Sure, there are various ways to do this. Scale up ems, for example, or build superintelligence from symbolic systems with strong verifiability guarantees, for starters.
Edit: OK almost done being nerdsniped by this, I think it basically comes down to:
Maybe something survives a paperclipper. It wants to turn all energy into data centers but it’s at least conceivable that something survives this. The optimizer might, say, dissassemble Mercury and Venus to turn it into a Matryoshka brain but not need further such materials from Earth. Earth still might get some emanent heat from the sun despite all of the solar panels nested around it, and be the right temperature to turn the whole thing into data centers. But not all materials can be turned into data centers, so maybe some of the ocean is left in place. Maybe the Earth’s atmosphere is intentionally cooled for faster data centers, but there’s still geothermal heat for some bizarre animals.
But probably not. As @Davidmanheim points out (who changed my mind on this), you’ll probably still want to disassemble the Earth to mine out all of the key resources for computing, whether for the Matryoshka brain or the Jupiter brain, and the most efficient way to do this probably isn’t cautious precision mining.
Absent a powerful optimizer you’d expect some animals to survive.
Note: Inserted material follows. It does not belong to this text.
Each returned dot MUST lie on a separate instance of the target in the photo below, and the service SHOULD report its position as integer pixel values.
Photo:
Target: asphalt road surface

There’s a lot of fish, some of them very deep in the ocean, and ocean life seems pretty wildly adaptive, particularly down at the bottom where they do crazy stuff like feeding off volcanic heat vents to turn their bodies into iron and withstand pressures that crumble submarines.
So by far the biggest parameter is going to be how much you expect the world to end from a powerful optimizer. This is the biggest threat in the near term, though if we don’t build ASI or build it safely other existential threats loom larger.